Dynamic Service Scheduling and Resource Management in Energy-Harvesting Multi-access Edge Computing
Shuyi Chen, Panagiotis Oikonomou, Zhengchang Hua, Nikos Tziritas, Karim Djemame, Nan Zhang, Georgios Theodoropoulos

TL;DR
This paper proposes an online resource management strategy for energy-harvesting MEC systems that balances energy availability and user demand to ensure low latency and efficient energy use.
Contribution
It introduces a novel real-time scheduling and energy management algorithm tailored for EH-powered MEC systems, addressing the challenge of intermittent energy supply.
Findings
Efficient energy utilization demonstrated with real-world datasets.
Maintains low service latency despite energy variability.
Effective scheduling of tasks and energy consumption management.
Abstract
Multi-access Edge Computing (MEC) delivers low-latency services by hosting applications near end-users. To promote sustainability, these systems are increasingly integrated with renewable Energy Harvesting (EH) technologies, enabling operation where grid electricity is unavailable. However, balancing the intermittent nature of harvested energy with dynamic user demand presents a significant resource allocation challenge.
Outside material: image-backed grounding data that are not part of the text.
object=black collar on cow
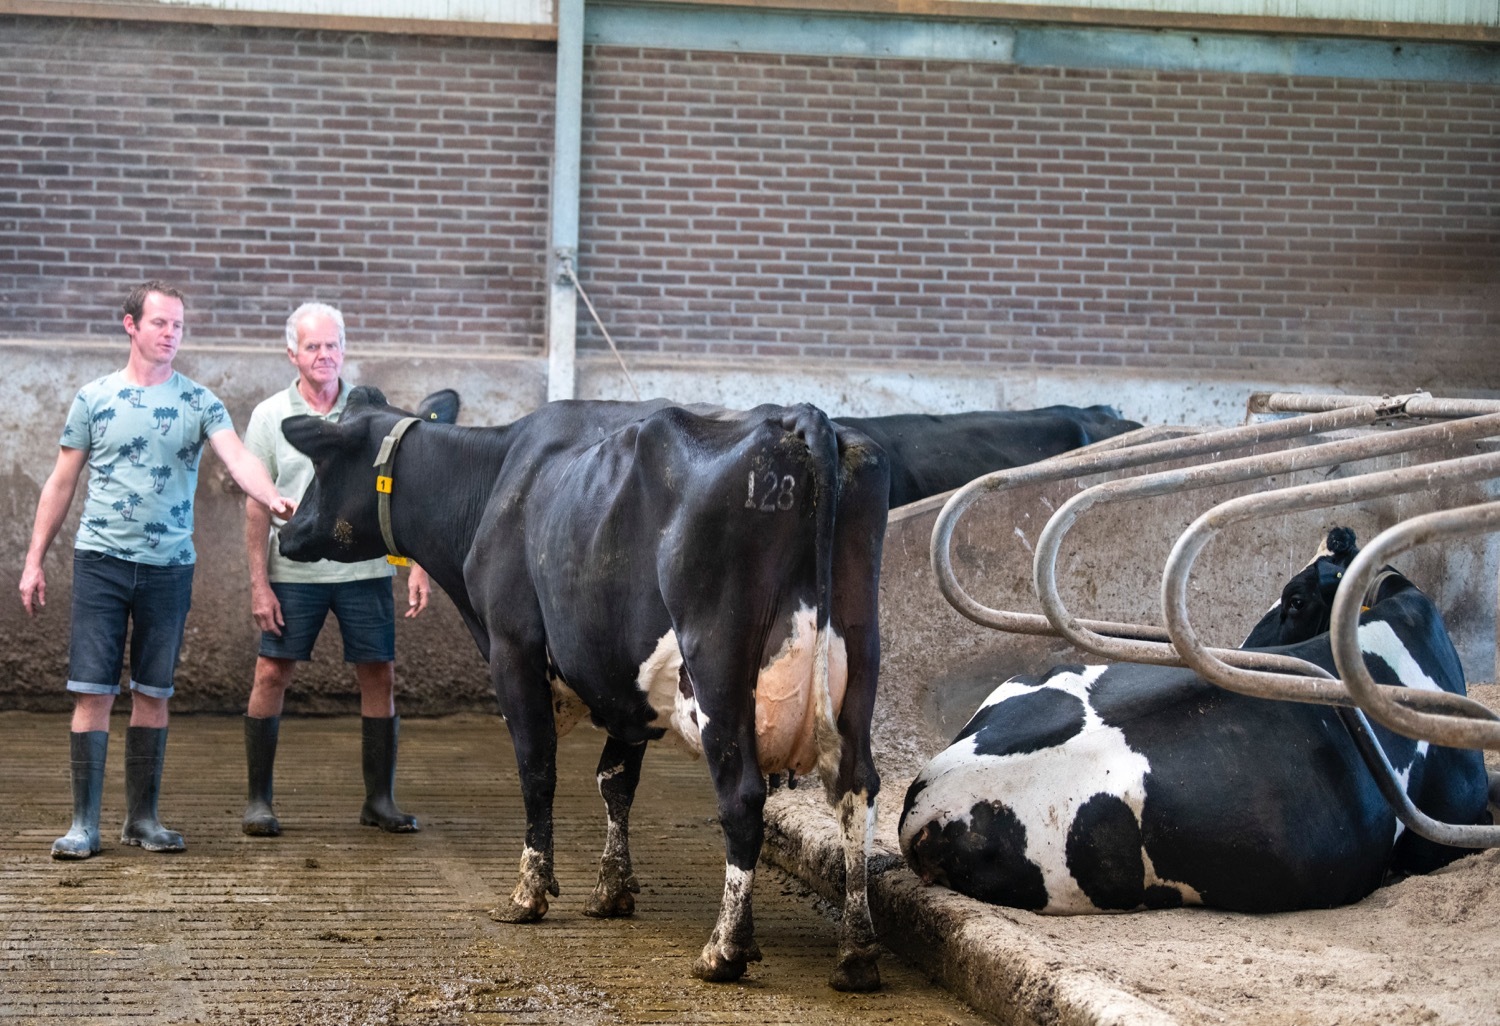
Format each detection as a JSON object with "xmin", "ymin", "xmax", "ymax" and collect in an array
[{"xmin": 373, "ymin": 416, "xmax": 421, "ymax": 566}]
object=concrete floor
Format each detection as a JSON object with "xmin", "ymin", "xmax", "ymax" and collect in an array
[{"xmin": 0, "ymin": 711, "xmax": 989, "ymax": 1026}]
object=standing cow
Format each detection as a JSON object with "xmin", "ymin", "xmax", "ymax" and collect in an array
[
  {"xmin": 277, "ymin": 388, "xmax": 890, "ymax": 990},
  {"xmin": 899, "ymin": 531, "xmax": 1492, "ymax": 914},
  {"xmin": 834, "ymin": 404, "xmax": 1141, "ymax": 508}
]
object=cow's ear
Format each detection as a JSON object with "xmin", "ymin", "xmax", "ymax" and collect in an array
[
  {"xmin": 347, "ymin": 385, "xmax": 389, "ymax": 410},
  {"xmin": 281, "ymin": 414, "xmax": 359, "ymax": 459},
  {"xmin": 1324, "ymin": 526, "xmax": 1358, "ymax": 564},
  {"xmin": 416, "ymin": 389, "xmax": 460, "ymax": 424}
]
This work proposes an online strategy for an MEC system powered exclusively by EH to address this trade-off. Our strategy dynamically schedules computational tasks with dependencies and governs energy consumption through real-time decisions on server frequency scaling and service module migration. Experiments using real-world datasets demonstrate our algorithm's effectiveness in efficiently utilizing harvested energy while maintaining low service latency.